Zero trust requires least privilege and least access, enforced by Role Based Access Controls and technologies that limit permissions on some systems and deny access altogether on others. Least privilege means removing administrative computer credentials and any other information system privileges that go beyond the minimum necessary for the automotive system, external system or technology, or user to do the job at hand. “Using a model of least privileges will help ensure that if a component is attacked and tampered with the impact to overall vehicle security is low,” says Justin Elze, Principal Security Consultant, OSCP, C|EH, CPTE, CCA, ACSP, TRUSTEDSEC, LLC.
Least access means that if someone has no reason to have access to a system at all, then they should never have any access to that system. Cybersecurity professionals can and do circumvent security by giving in to high-ranking employees and executives who ask for special access “just this once, to make my job easier.”
The zero trust model requires that you log and analyze all traffic that touches vehicles looking for evidence of anomalous behavior, intrusions, and data breaches.
Use these practical technical steps to implement zero trust in connected vehicles
Cybersecurity professionals can ensure secure access for enterprise fleets by insisting that vehicles use access control technologies and approaches that have worked well for other enterprise networks and systems. These technologies and approaches can include HTTPS and other secure protocols and encryption, secure login credentials, private access keys, managed access rights, and segmenting less secure communications channels away from critical safety and data systems.
Cybersecurity pros can ensure least privilege on vehicles where manufacturers implement low-overhead credentialing and authentication systems with revocable permissions, develop time-windowed access control systems, harden gateway (network-bridging) modules to resist leaking information to or from sensitive networks, and encrypt communications occurring in-vehicle behind the gateway module (on all internal, private networks), says Joshua Siegel, postdoctoral researcher at MIT, instructor at MIT's IoT Bootcamp, and the founder of the automotive connectivity platform CarKnow.
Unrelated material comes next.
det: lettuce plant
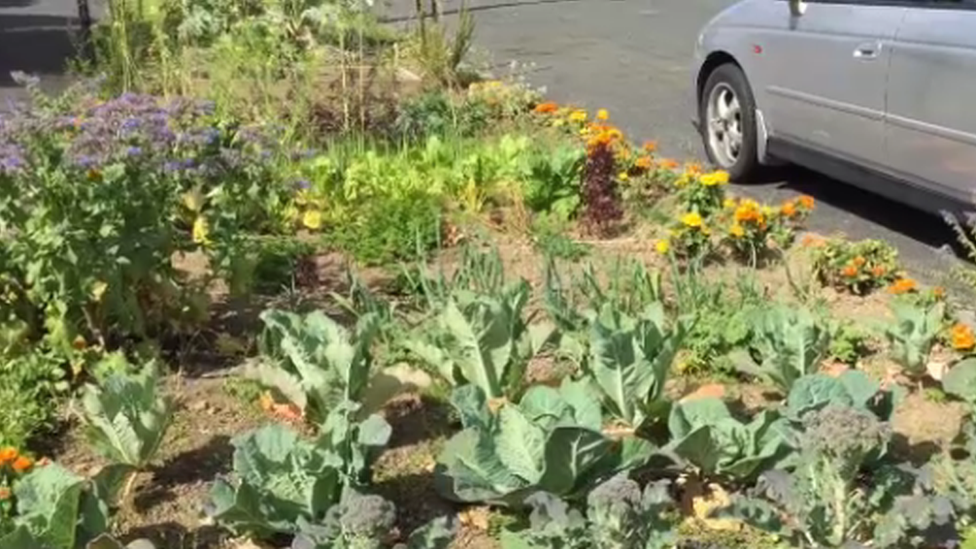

Least privilege must apply to access to the connected car and access to technologies that control the connected car. “Compute clouds that interact with connected fleets are veritable honeypots, providing a single target harboring the information for a large fleet of vehicles; a compromised cloud-based server likely has administrative actuation privileges for its connected fleet,” says Siegel.
You can log and analyze connected car traffic using standard devices such as CAN packet sniffers and Ethernet packet inspection tools in-vehicle, or FlexRay/MOST/LIN and other intra-vehicle network development tools that allow for the interception, inspection, and analysis of network traffic, says Siegel.
By preferring vehicles that offer complete, end-to-end cybersecurity using best-in-breed solutions like those mentioned above, you will go a long way toward safeguarding enterprise data, and drivers and passengers.